Deshalb werde ich, wenn ich komme, an sein Tun und Treiben erinnern. Mit bösen Worten hetzt er gegen uns und gibt sich damit noch nicht zufrieden; sondern er selbst nimmt die Brüder nicht auf und hindert alle daran, die es tun wollen, und schließt diese aus der Gemeinde aus.

Lieber Bruder, ahme nicht das Böse nach, sondern das Gute! Wer das Gute tut, ist aus Gott; wer aber das Böse tut, hat Gott nicht gesehen.

Für Demetrius legen alle und die Wahrheit selbst Zeugnis ab; auch wir legen für ihn Zeugnis ab, und du weißt, daß unser Zeugnis wahr ist.

Vieles hätte ich dir noch zu schreiben; ich will es aber nicht mit Tinte und Feder tun.

Ich hoffe, dich bald zu sehen; dann werden wir persönlich miteinander sprechen.

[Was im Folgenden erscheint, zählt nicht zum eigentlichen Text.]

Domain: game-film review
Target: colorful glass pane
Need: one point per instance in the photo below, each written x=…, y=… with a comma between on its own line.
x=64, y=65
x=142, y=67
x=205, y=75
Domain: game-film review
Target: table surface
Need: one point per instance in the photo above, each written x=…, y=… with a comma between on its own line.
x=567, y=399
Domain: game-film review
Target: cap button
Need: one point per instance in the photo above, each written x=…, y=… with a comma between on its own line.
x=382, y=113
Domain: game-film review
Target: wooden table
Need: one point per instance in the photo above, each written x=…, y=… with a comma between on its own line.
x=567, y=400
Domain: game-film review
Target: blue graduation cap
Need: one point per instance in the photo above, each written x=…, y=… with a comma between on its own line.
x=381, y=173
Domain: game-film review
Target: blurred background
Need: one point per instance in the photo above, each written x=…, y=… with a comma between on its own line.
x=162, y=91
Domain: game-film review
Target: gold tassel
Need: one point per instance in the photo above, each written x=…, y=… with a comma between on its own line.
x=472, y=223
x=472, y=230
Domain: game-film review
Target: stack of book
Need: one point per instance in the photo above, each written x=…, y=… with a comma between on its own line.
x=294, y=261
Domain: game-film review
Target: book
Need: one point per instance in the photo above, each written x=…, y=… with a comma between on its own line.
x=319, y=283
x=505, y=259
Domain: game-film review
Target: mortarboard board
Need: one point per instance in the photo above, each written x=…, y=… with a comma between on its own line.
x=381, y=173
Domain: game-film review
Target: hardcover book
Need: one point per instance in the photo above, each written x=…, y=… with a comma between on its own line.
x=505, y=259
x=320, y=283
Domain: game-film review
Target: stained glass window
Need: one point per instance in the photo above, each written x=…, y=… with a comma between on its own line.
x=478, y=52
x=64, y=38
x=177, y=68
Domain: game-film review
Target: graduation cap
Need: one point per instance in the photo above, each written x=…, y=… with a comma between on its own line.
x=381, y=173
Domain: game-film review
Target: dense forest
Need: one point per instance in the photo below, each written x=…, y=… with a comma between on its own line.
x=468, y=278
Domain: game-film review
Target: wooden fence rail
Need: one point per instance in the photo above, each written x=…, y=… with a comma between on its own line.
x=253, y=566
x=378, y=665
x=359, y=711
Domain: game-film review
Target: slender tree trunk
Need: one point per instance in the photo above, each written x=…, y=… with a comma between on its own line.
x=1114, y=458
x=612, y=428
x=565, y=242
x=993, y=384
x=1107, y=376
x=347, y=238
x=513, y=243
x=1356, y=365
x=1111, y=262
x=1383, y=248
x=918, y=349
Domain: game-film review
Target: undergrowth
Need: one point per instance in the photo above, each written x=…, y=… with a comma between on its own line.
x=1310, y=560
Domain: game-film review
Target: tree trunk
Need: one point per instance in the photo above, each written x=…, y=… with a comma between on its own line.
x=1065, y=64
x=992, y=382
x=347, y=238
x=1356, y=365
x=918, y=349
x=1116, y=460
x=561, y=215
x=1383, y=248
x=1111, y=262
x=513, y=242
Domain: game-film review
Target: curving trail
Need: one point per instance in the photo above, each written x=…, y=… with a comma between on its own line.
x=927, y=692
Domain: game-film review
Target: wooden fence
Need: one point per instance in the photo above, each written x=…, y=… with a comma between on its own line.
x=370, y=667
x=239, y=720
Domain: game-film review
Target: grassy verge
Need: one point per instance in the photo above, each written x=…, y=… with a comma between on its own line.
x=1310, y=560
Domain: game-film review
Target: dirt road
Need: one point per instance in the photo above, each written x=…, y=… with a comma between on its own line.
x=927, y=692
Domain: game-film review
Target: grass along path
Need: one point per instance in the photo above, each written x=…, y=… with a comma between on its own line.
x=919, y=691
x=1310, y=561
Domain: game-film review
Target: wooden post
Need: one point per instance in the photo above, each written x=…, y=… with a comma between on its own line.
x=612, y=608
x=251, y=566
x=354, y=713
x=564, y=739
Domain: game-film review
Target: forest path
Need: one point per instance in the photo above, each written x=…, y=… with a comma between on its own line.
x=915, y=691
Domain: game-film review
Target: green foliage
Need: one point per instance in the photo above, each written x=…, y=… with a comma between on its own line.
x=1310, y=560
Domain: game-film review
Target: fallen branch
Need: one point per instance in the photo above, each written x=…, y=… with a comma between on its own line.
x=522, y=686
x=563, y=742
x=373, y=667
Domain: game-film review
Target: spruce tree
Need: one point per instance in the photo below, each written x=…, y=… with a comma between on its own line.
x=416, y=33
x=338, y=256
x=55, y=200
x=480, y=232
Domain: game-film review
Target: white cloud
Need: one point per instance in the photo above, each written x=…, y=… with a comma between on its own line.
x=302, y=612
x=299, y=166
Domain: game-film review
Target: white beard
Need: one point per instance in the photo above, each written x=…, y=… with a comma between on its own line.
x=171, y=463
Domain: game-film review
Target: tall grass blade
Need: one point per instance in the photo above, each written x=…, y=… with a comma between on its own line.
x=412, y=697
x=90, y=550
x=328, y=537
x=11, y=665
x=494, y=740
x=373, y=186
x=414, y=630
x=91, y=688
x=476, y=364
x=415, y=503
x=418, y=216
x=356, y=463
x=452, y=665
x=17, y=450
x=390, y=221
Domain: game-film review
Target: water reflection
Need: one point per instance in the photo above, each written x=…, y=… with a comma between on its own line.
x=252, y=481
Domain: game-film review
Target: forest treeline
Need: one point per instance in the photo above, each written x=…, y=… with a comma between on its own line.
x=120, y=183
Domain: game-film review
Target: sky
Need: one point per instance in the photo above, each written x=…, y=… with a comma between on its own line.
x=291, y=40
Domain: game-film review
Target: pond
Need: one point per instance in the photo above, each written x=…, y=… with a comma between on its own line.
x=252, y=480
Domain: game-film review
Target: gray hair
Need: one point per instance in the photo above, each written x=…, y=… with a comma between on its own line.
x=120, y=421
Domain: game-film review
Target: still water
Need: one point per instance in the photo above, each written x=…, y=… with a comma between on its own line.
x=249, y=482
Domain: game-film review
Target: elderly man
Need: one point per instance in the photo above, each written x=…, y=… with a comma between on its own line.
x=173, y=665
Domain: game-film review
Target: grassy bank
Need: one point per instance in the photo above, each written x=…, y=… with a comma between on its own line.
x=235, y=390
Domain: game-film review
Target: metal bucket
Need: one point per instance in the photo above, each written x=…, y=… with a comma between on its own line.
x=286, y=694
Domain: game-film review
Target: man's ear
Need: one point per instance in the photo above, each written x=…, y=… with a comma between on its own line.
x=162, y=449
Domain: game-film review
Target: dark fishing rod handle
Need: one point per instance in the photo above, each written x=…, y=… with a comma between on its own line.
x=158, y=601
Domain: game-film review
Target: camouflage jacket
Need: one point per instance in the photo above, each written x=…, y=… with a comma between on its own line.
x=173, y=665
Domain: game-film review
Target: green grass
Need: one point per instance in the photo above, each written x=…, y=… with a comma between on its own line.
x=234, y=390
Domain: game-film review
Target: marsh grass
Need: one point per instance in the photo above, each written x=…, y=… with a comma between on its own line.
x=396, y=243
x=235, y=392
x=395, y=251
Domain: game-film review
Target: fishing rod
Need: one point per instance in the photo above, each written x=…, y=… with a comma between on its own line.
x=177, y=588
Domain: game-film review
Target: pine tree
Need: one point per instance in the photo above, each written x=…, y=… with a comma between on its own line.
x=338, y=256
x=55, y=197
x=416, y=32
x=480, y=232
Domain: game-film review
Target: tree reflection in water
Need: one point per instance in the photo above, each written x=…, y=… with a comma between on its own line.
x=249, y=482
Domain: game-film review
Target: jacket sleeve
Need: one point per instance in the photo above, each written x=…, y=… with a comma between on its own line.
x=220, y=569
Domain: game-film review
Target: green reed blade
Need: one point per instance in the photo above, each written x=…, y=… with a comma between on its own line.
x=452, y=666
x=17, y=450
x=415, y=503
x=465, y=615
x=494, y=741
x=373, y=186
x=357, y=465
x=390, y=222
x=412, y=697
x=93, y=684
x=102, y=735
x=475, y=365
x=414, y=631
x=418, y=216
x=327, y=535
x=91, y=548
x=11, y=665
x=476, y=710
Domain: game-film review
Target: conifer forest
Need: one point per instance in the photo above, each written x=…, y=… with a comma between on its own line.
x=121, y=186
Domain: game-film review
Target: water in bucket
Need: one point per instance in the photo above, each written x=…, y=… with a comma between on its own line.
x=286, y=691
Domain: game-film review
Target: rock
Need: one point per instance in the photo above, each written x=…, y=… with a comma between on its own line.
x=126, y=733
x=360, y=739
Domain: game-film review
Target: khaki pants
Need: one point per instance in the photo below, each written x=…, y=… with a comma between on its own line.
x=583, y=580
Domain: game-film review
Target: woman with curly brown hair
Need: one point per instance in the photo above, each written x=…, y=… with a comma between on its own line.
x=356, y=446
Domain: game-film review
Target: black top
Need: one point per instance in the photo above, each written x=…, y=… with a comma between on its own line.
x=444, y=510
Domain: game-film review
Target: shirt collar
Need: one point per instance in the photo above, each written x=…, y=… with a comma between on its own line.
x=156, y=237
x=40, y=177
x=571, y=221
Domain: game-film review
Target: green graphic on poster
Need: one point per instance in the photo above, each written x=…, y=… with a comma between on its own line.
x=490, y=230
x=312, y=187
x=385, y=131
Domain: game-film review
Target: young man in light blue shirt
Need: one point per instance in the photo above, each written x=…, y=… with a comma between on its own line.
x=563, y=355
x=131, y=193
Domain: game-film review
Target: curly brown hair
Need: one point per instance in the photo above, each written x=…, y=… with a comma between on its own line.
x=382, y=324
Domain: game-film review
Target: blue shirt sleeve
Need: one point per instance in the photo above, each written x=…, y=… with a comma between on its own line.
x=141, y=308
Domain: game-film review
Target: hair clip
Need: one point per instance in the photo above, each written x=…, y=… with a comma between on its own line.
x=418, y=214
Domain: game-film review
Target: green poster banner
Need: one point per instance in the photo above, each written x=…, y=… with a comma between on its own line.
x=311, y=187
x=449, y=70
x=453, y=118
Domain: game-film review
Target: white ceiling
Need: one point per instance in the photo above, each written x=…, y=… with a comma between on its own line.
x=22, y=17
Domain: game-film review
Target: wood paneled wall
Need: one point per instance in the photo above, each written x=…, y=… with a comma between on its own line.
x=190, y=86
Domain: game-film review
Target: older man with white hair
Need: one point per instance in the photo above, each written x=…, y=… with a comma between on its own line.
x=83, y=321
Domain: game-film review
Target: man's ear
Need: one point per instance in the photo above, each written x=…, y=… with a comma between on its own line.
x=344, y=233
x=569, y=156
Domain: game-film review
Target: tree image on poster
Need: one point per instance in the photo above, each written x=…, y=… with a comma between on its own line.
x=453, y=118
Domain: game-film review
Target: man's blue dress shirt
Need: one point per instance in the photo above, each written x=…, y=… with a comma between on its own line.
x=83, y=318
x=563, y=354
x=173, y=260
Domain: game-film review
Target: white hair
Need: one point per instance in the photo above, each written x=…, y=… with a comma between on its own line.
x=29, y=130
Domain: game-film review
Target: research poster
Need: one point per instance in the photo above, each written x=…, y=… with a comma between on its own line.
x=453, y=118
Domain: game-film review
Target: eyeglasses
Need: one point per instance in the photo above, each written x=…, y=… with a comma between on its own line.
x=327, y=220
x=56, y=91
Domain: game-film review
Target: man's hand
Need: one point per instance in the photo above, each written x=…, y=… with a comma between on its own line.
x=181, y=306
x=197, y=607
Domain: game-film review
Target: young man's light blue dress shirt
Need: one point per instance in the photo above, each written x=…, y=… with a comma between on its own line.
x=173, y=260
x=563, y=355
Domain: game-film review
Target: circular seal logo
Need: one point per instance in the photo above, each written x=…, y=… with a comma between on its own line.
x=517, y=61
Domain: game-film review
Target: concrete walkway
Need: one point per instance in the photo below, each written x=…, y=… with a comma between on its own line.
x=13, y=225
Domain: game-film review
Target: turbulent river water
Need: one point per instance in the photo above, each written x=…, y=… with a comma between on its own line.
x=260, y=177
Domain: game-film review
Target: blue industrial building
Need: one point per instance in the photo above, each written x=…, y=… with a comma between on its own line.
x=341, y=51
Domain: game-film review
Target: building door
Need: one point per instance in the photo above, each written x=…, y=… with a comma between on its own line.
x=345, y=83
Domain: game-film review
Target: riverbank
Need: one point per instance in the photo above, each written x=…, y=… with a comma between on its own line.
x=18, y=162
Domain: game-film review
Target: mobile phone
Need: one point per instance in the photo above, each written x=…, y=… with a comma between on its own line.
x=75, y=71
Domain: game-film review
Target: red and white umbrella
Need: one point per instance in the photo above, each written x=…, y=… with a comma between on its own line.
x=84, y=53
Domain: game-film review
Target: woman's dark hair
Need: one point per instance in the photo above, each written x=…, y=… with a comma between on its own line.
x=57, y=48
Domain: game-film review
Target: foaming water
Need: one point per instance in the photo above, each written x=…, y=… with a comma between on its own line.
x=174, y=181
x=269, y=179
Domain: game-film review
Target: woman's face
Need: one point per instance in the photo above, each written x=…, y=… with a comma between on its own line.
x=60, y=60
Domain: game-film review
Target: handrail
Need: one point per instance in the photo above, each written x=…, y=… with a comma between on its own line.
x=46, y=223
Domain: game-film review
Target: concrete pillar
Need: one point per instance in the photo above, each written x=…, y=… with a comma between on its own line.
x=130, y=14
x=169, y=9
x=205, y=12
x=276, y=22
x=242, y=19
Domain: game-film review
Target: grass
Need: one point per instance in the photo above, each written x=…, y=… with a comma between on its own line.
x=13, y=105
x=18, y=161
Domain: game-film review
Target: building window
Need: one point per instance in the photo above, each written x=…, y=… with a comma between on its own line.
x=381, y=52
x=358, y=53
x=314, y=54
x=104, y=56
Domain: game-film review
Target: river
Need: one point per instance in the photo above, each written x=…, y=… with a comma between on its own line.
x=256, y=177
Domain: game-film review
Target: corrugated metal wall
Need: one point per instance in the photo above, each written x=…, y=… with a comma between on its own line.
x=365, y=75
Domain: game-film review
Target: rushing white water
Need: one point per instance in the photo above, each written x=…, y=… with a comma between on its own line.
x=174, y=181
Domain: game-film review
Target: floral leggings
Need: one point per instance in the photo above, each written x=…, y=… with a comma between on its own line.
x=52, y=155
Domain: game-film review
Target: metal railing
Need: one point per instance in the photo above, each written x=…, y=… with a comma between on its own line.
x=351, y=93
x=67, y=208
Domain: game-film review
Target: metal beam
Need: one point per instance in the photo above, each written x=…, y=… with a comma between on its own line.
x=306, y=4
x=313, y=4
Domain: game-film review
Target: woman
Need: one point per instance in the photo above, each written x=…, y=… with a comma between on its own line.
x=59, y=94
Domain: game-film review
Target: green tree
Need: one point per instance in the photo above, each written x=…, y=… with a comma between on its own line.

Friede sei mit dir! Es grüßen dich die Freunde. Grüße die Freunde, jeden einzelnen!

 

Halleluja, halleluja, halleluja.

Ein neues Gebot gebe ich euch:
Liebet einander!

Halleluja, halleluja, halleluja.

Der Älteste beginnt diesen zweiten Teil des Briefes mit einem Tadel der Haltung des Diotrephes, der vielleicht sogar der Vorsteher der Gemeinde ist und den der Älteste wieder zur Einsicht in den wahren Sinn seines Dienstes führen möchte. Diotrephes scheint wirklich fern von der Sensibilität des Evangeliums, das vom Gemeindeleiter ein vorbildliches Verhalten fordert. Hier geht es zudem um das Verhalten gegenüber den ersten Wanderpredigern. Wenn schon den Fremden Ehre und Gastfreundschaft zuteilwerden soll, wie der Hebräerbrief fordert, um wie viel mehr gilt das für die Glaubensgeschwister, die sich für die Weitergabe des Evangeliums einsetzen? Diese mahnenden Worte können wir auch auf uns heute übertragen und daran denken, wie viel Aufmerksamkeit und Respekt wir denen schulden, die in unserer schwierigen und komplexen Welt ihr Leben einsetzen, um das Evangelium weiterzugeben, Gemeinschaften aufzubauen und den Schwachen Trost und Hilfe zu bringen. Es kommt leider nicht selten vor, dass wir von uns eingenommen sind und so den Geschwistern durch unsere Hartherzigkeit, unser Unverständnis oder – noch schlimmer – durch unsere Gleichgültigkeit Hindernisse in den Weg legen, statt ihnen zu helfen. Wie wichtig ist es, dass auch wir heute die Ermahnung des Briefes hören: „Lieber Bruder, ahme nicht das Böse nach, sondern das Gute!“ Wir müssen die Begeisterung für das Evangelium dieser unserer Geschwister nachahmen und uns auch selbst bemühen, es überall dort weiterzugeben, wo wir leben. Wenn wir so handeln, stammen wir von Gott. Wenn wir in unserer Selbstbezogenheit verharren, behält der Brief recht, dass wir „Gott nicht gesehen“ haben. Demetrius ist vielleicht einer dieser Missionare und wird uns als Vorbild vorgestellt, damit wir seinen Spuren folgen. Von ihm wird gesagt, dass alle für ihn Zeugnis ablegten. Das trifft auch auf die christliche Gemeinde zu, wenn sie zur Zeugin der Liebe zu Gott und zum Menschen wird. Bei der Urgemeinde von Jerusalem war das der Fall, denn sie war „beim ganzen Volk beliebt“.